Abolida en la mayoría de países y ”congelada“ en otros, siempre divide las opiniones.
Jean Jacques Rousseau, en El contrato social (1762) expresa: “Todo malhechor…atacando el derecho de la sociedad se convierte en rebelde y traidor a la patria…la conservación del Estado es incompatible con la suya, por lo que es preciso que uno de los dos desaparezca”. En contraposición, Cesare de Beccaria, en su ensayo De los delitos y las penas (1764) ve inútil la pena de muerte y reclama su desaparición.

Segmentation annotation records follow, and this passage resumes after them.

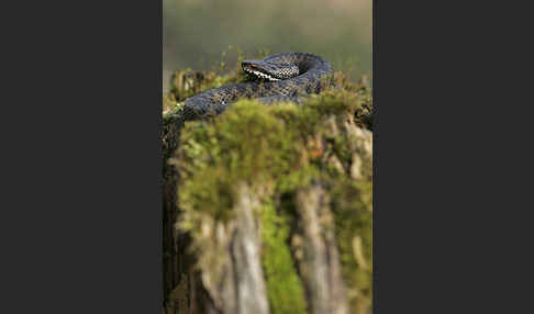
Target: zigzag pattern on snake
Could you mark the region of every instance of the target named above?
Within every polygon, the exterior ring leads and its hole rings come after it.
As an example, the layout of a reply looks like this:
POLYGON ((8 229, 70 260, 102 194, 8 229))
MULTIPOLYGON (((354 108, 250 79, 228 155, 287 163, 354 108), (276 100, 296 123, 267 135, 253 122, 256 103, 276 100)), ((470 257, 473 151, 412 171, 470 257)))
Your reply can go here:
POLYGON ((241 66, 257 80, 223 86, 189 98, 183 105, 183 119, 190 121, 218 115, 241 98, 254 98, 264 103, 300 102, 301 97, 323 90, 326 76, 332 71, 327 60, 305 53, 244 60, 241 66))

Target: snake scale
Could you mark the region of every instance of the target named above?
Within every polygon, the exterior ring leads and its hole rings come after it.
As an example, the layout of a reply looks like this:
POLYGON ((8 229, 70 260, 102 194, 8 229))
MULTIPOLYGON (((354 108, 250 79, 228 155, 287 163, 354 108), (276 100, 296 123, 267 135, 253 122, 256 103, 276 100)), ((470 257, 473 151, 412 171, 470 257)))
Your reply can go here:
POLYGON ((323 90, 326 76, 332 71, 327 60, 305 53, 244 60, 241 66, 256 80, 226 85, 189 98, 183 105, 183 119, 190 121, 218 115, 241 98, 254 98, 264 103, 300 102, 301 97, 323 90))

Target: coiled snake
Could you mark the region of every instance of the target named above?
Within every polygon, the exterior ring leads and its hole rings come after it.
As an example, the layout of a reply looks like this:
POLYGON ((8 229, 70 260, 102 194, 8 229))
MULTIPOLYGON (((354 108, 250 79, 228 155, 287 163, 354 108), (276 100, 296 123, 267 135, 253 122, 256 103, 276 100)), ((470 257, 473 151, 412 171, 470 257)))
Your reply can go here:
POLYGON ((259 80, 227 85, 189 98, 183 105, 183 119, 188 121, 218 115, 240 98, 257 98, 264 103, 300 102, 302 96, 323 90, 326 76, 332 71, 327 60, 304 53, 244 60, 241 66, 259 80))

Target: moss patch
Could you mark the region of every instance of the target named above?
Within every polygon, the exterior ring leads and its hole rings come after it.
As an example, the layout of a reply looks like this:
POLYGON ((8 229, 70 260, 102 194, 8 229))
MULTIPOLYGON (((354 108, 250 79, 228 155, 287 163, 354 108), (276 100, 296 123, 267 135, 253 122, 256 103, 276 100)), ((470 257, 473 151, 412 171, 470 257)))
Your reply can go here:
POLYGON ((289 242, 289 217, 272 204, 262 211, 263 263, 271 313, 307 313, 302 282, 297 274, 289 242))
MULTIPOLYGON (((210 80, 201 89, 232 79, 240 78, 210 80)), ((296 217, 289 214, 291 209, 278 206, 277 211, 275 204, 280 195, 291 195, 312 181, 322 182, 331 194, 329 205, 351 305, 355 313, 370 306, 372 168, 363 131, 353 132, 354 125, 372 127, 370 89, 340 75, 335 79, 337 88, 312 96, 301 105, 241 100, 211 121, 188 122, 170 160, 180 177, 179 226, 190 233, 202 271, 218 269, 213 265, 216 254, 224 254, 214 235, 221 224, 233 221, 233 187, 237 182, 268 187, 257 218, 272 313, 305 313, 302 283, 288 244, 296 217), (203 260, 208 256, 211 259, 203 260)), ((178 93, 175 100, 181 97, 178 93)))

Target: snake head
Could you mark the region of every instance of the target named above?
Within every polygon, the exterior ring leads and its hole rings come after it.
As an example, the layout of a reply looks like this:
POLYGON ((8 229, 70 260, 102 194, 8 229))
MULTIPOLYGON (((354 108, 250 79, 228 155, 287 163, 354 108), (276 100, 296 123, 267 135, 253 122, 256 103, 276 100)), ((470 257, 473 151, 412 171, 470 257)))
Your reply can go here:
POLYGON ((263 60, 244 60, 243 70, 256 78, 277 81, 293 78, 299 75, 299 67, 293 64, 274 64, 263 60))

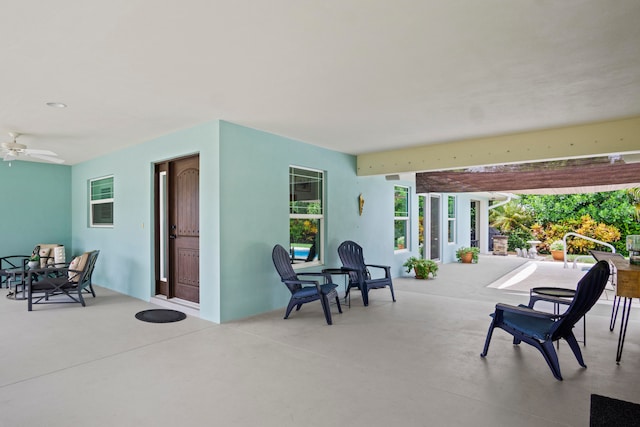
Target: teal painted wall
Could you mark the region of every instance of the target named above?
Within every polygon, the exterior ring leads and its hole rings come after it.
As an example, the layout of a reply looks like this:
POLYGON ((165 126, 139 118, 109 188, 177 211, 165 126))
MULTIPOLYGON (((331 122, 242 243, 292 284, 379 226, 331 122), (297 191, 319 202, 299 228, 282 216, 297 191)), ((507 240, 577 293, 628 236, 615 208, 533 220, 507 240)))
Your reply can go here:
POLYGON ((393 251, 394 182, 358 177, 355 156, 212 122, 73 166, 72 244, 76 252, 101 250, 96 284, 143 300, 155 293, 153 164, 192 153, 200 154, 202 318, 226 322, 286 306, 271 250, 288 245, 290 165, 326 173, 325 266, 340 265, 337 247, 350 239, 364 247, 368 262, 402 274, 406 253, 393 251), (105 175, 114 176, 115 225, 90 228, 88 182, 105 175))
POLYGON ((200 315, 219 322, 218 123, 175 132, 72 169, 73 246, 99 249, 94 282, 149 300, 155 294, 153 165, 200 154, 200 315), (114 176, 114 227, 88 226, 88 182, 114 176))
POLYGON ((222 122, 220 158, 221 321, 280 309, 289 300, 271 250, 289 243, 290 165, 325 171, 325 266, 340 266, 344 240, 360 243, 371 263, 394 264, 393 183, 357 177, 354 156, 222 122))
POLYGON ((59 243, 71 256, 71 167, 0 161, 0 256, 59 243))

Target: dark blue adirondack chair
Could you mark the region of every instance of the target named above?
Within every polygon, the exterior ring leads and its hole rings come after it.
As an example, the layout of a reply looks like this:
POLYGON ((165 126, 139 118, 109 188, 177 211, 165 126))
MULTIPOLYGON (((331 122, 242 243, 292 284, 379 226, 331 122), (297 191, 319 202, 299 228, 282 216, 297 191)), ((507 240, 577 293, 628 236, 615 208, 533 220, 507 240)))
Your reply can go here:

Muy lejos han quedado los tiempos del filósofo suizo y del jurista italiano, pero como lo apunta una investigación de la Universidad de Barcelona antes, durante y después de ellos las sociedades han avalado, en unos casos, la pena capital, y en otros, no comparten y hasta tajantemente rechazan su aplicación.
En días recientes y en nuestro entorno, la fiscal general Thelma Aldana se manifestó en desacuerdo con la pena de muerte, y el presidente del Organismo Judicial, Ranulfo Rafael Rojas, dijo que reactivarla “sería un retroceso”, mientras unas voces legislativas la piden con urgencia y otras la descalifican.
Si quien dirige la persecución penal, y quien encabeza el poder que administra la justicia se han pronunciado contra esa acción legal, poco podrán hacer las personas, grupos y sectores que exigen la máxima y extrema sanción. Vale mencionar que en el Título II, Capítulo I y Artículo 18 de la Constitución se norma el castigo a través de 5 incisos, un párrafo y una línea que explican cuándo no procederá.
Por cierto, el debate se ha abierto porque en el gobierno de Alfonso Portillo (2000-2004) se derogó el decreto que implantó el indulto presidencial, y ahora en el Parlamento se hacen esfuerzos para poner de nuevo en las manos del jefe del Organismo Ejecutivo la última fase legal, y en el ínterin se presentó una iniciativa para segar la vida de sicarios y secuestradores.
Datos de Amnistía Internacional muestran que Arabia Saudí, China, Estados Unidos, Iraq e Irán son los que más ejecuciones judiciales practican, en tanto que Gambia, India, Japón y Pakistán, a partir de 2012 volvieron ejercerla. En ese contexto, casi toda Europa y Oceanía no la contemplan, sigue vigente en unos países de Asia y África, mientras el citado Estados Unidos, Guatemala y el Caribe mantienen la medida en América, aunque con diferencias al decidirla, según el tipo de crimen o delito.
Abolir la pena de muerte es una tendencia que empezó al final de la Segunda Guerra Mundial y, por ejemplo, para 1977 eran 16 los estados que la habían desechado; en 2007 la cifra se elevó a 128 y sigue subiendo, no obstante que todavía ocurren ahorcamientos, fusilamientos e inyecciones letales, entre otros métodos ordenados por los tribunales.
La realidad es que la pena de muerte se ha implantado a lo largo de la historia y en todos los rincones del planeta ya sea por actos políticos o hechos delictivos. Hoy, aquí se promueve como un remedio contra la violencia. Desde el punto de vista humanitario y en apego a la misión del Estado, es incoherente motivarla; sin embargo, la prisión no ha sido un disuasivo para frenar al crimen y, tal vez, el principal argumento lo tienen las víctimas, no quienes analizan, estudian o se ocupan del deber ser.